In the 1980s, Michael Lewis had a cup of coffee pedaling mortgage-backed, and high yield, low-rated so-called "junk bonds" at Salomon Brothers, and then wrote Liar's Poker, an amusing (more or less) true life look at Wall Street in the go-go 1980s. For the latest edition of the Weekly Standard, Matt Labash goes undercover, "door-to-door with the foot soldiers of Get Covered America," to observe first-hand what it's like to pedal junk insurance:
At the Hollywood public library, I meet up with Get Covered America’s Katie Vicsik and Rhianna Hurt, 2 of 28 Florida staffers (they also have nearly 1,800 volunteers on the ground in the state). They are twentysomething, earnest, clipboard-carrying, and as adorable as speckled pups. They’re the Platonic ideal of Obama campaign staffers (which they both were) from back in the salad days, when the winds of hope’n’change blew across the prairie, and there was still dew on the world.
To be sure, these Obamacare evangelists are not insurance saleswomen. They’re not closers. They don’t actually sign people up for policies in the Obamacare marketplace, but rather, direct them how to do so.
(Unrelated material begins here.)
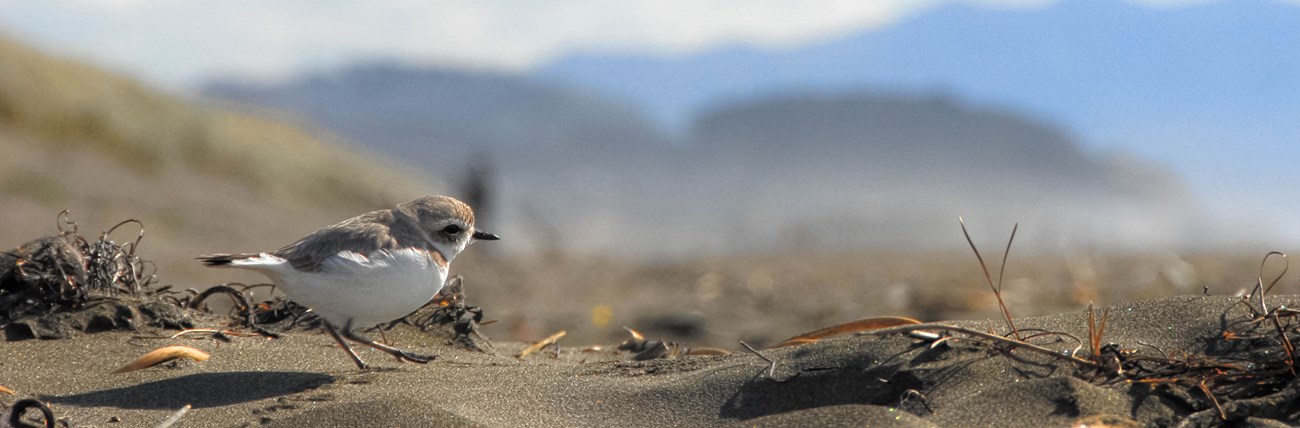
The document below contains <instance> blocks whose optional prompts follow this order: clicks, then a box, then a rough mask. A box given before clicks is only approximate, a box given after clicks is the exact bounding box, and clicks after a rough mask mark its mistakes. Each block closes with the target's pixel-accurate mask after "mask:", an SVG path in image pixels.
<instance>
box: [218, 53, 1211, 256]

They sing the attractively anodyne highlights of the program—“financial help is available,” no discrimination for preexisting conditions. They give phone numbers and information to help people meet in person with a Navigator (a contractor paid to guide enrollees through the process) and circumvent the plagued website. They are goodwill ambassadors. They are, in a sense, storytellers. And it’s a hard gig to be an Obamacare storyteller these days, because for the last two months, there have been so many stories told. Not good stories, either. In fact, if Obamacare threatens to bankrupt any industry, it’s the liberal-media-bias-watchdog industry. Since now, news outlets across the spectrum are falling over each other to tell Obamacare stories, mostly about how lousy Obamacare is.
They tell stories of how the cancellation-to-enrollment ratio is 50-to-1. Or how 34 times more people are interested in buying guns than Obamacare. Or how only five people enrolled in D.C., one enrolled in North Carolina, and none in Oregon. Or how cancer patients are losing their doctors. Or how premiums will increase by an average of 41 percent. Or how 40 percent of HealthCare.gov’s “back office functions” haven’t been built yet. Or the story of the Brooklyn couple who are considering divorce just so they can get better rates on their newly hiked insurance.
Or the cancer patient who spoke out against Obamacare on Fox News, who's being audited -- back to 2003. Forward!